Arena Pharmaceuticals 8-K 2009
SECURITIES AND EXCHANGE COMMISSION
Washington, D.C. 20549
Pursuant to Section 13 or 15(d) of the Securities Exchange Act of 1934
Date of Report (Date of earliest event reported): February 18, 2009
Arena Pharmaceuticals, Inc.
(Exact name of registrant as specified in its charter)
6166 Nancy Ridge Drive, San Diego, California 92121
(Address of principal executive offices) (Zip Code)
(Registrants telephone number, including area code)
(Former name or former address, if changed since last report)
Check the appropriate box below if the Form 8-K filing is intended to simultaneously satisfy the filing obligation of the registrant under any of the following provisions:
In this report, Arena Pharmaceuticals, Arena, we, us and our refer to Arena Pharmaceuticals, Inc., and its wholly owned subsidiaries, unless the context otherwise provides.

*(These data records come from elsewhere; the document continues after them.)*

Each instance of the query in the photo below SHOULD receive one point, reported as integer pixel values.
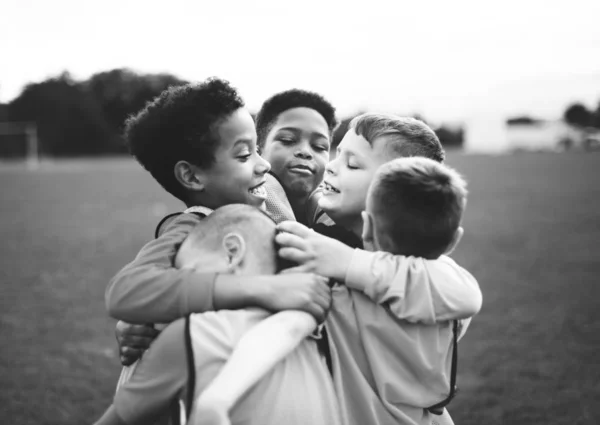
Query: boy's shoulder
(187, 218)
(226, 325)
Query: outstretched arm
(158, 381)
(257, 352)
(413, 289)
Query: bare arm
(415, 289)
(259, 350)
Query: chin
(300, 187)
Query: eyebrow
(349, 152)
(297, 130)
(242, 141)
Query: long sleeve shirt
(297, 391)
(151, 290)
(391, 337)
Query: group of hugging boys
(294, 288)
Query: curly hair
(295, 98)
(180, 125)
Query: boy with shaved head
(188, 354)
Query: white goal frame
(29, 129)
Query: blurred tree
(577, 114)
(122, 92)
(596, 116)
(450, 137)
(68, 120)
(524, 119)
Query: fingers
(291, 240)
(129, 355)
(295, 228)
(305, 268)
(133, 341)
(294, 254)
(127, 329)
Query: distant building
(494, 136)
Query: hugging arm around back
(415, 289)
(151, 290)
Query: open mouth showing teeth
(330, 188)
(259, 191)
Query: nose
(262, 166)
(303, 151)
(331, 167)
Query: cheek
(277, 156)
(321, 163)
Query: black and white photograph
(328, 212)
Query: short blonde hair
(417, 205)
(405, 136)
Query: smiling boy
(199, 143)
(294, 130)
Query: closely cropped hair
(418, 204)
(295, 98)
(180, 125)
(406, 136)
(256, 225)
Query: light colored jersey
(391, 336)
(297, 391)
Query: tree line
(86, 118)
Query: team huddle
(292, 289)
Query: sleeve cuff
(201, 288)
(359, 275)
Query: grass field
(532, 240)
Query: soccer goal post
(29, 130)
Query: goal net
(19, 141)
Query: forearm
(259, 350)
(150, 289)
(415, 289)
(110, 417)
(153, 294)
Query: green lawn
(532, 240)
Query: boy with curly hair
(199, 143)
(295, 129)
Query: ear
(455, 240)
(368, 228)
(235, 248)
(190, 176)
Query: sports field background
(532, 240)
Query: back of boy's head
(289, 99)
(405, 136)
(417, 206)
(180, 125)
(255, 226)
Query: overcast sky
(443, 59)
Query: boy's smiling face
(238, 172)
(349, 175)
(298, 149)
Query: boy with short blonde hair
(393, 313)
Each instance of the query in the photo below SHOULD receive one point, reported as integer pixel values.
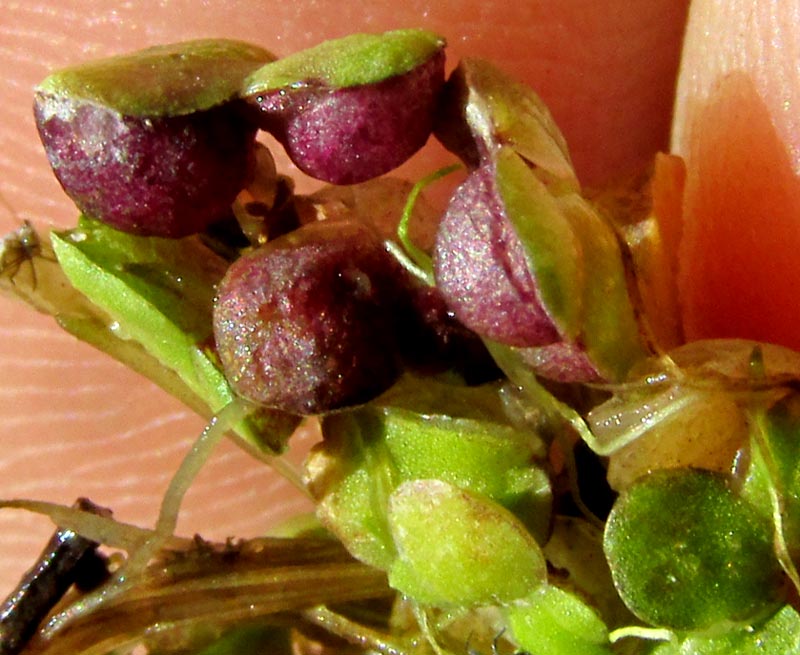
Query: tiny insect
(68, 559)
(20, 246)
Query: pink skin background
(73, 422)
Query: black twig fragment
(67, 559)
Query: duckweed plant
(512, 457)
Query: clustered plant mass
(518, 452)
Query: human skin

On February 18, 2009, we announced the initiation of a Phase 2 clinical trial of an orally administered niacin receptor agonist drug candidate being developed by Merck & Co., Inc., under its collaboration with us to treat atherosclerosis. Agonists of the niacin receptor have the potential to regulate plasma lipid profiles, including HDL, or the good cholesterol, similar to the therapeutic action of niacin. The initiation of this trial does not trigger a milestone payment.
The Phase 2 clinical trial is a randomized, double-blind, placebo-controlled study evaluating the safety, tolerability, as well as potential efficacy, of the niacin receptor agonist in patients with dyslipidemia.
Certain statements in this Form 8-K are forward-looking statements that involve a number of risks and uncertainties. Such forward-looking statements include statements about the development, therapeutic indication, efficacy and potential of a niacin receptor agonist in a Phase 2 clinical trial under our collaboration with Merck; the therapeutic and other potential of niacin receptor agonists; and the protocol, design, scope, enrollment and other aspects of such trial. For such statements, we claim the protection of the Private Securities Litigation Reform Act of 1995. Actual events or results may differ materially from our expectations. Factors that could cause actual results to differ materially from the forward-looking statements include, but are not limited to, clinical trials and studies may not proceed at the time or in the manner we expect or at all, the results of clinical trials or preclinical studies may not be predictive of future results, the ability to receive regulatory approval for our drug candidates, and our ability to obtain and defend our patents. Additional factors that could cause actual results to differ materially from those stated or implied by our forward-looking statements are disclosed in our filings with the Securities and Exchange Commission. These forward-looking statements represent our judgment as of the time of the filing of this Form 8-K. We disclaim any intent or obligation to update these forward-looking statements, other than as may be required under applicable law.
Pursuant to the requirements of the Securities Exchange Act of 1934, the registrant has duly caused this report to be signed on its behalf by the undersigned hereunto duly authorized.